NEW YORK — Federal authorities are investigating a military veteran’s claim that U.S. Rep. George Santos raised $3,000 for life-saving surgery for his pet dog several years ago, then never turned over the money for the animal’s care, according to a published report.
U.S. Navy veteran Richard Osthoff told Politico on Wednesday that two FBI agents contacted him after he went public last month with his story about his experiences with Santos in 2016.
Osthoff told the news site he gave the agents text messages he exchanged with Santos, who at the time was going by the name Anthony Devolder.
“I’m glad to get the ball rolling with the bigwigs,” Osthoff said. “I was worried that what happened to me was too long ago to be prosecuted.”
The local news site Patch reported last month that Osthoff, now 47, was living in a roadside tent in Howell, New Jersey, in May 2016 when his pit bull mix, Sapphire, developed a life-threatening stomach tumor.
A veterinary technician connected Osthoff to Santos’ pet charity, Friends of Pets United, Osthoff said. Authorities have said the group was not a registered charity.
According to Osthoff, Santos set up a GoFundMe account and raised $3,000 for Sapphire’s surgery but never turned it over. Sapphire died in 2017.
Santos, a Republican, has declined to answer questions about the matter and also refused to do so at the U.S. Capitol on Thursday.
In a tweet on Jan. 19, however, he wrote that “the reports that I would let a dog die is (sic) shocking & insane.”
“My work in animal advocacy was the labor of love & hard work. Over the past 24hr I have received pictures of dogs I helped rescue throughout the years along with supportive messages,” he wrote.
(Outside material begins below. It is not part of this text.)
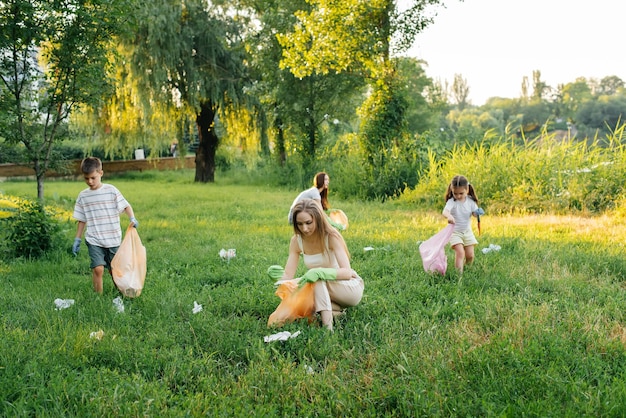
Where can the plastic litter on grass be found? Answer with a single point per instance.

A message seeking comment was left with Santos’ attorney, Joseph Murray.
Santos is already facing investigations over multiple lies he told about his life story, work history and family background.
The congressman announced on Tuesday that he is temporarily stepping down from two congressional committees, saying in a prepared statement that he wanted to focus on serving his constituents “without distraction.”
Another veteran who worked with Osthoff in his fruitless quest to save Sappire’s life told The Associated Press he could hardly believe Santos would renege on his promise to help.
“I said, ‘Rich, why don’t you just relax; nobody wants to take money away from a disabled veteran and his sick dog. I’m sure this is a mistake,’” said Michael Boll, a retired Union Township, New Jersey, police officer and founder of a group called the New Jersey Veterans Network.
Boll said he talked to Santos on the phone, telling him, “You don’t have any right to this money. Either give it all back to the people who donated it, or give it to a veterinarian Rich will choose in his area so he’d have a credit to take the dog there for treatment.
“Anthony wanted nothing to do with that and refused to take any further calls from me,” Boll said.
A spokesperson for the U.S. Attorney’s Office in Brooklyn said he could not comment on whether the office is investigating the fundraising drive for Osthoff’s dog.
Parry reported from Atlantic City, New Jersey.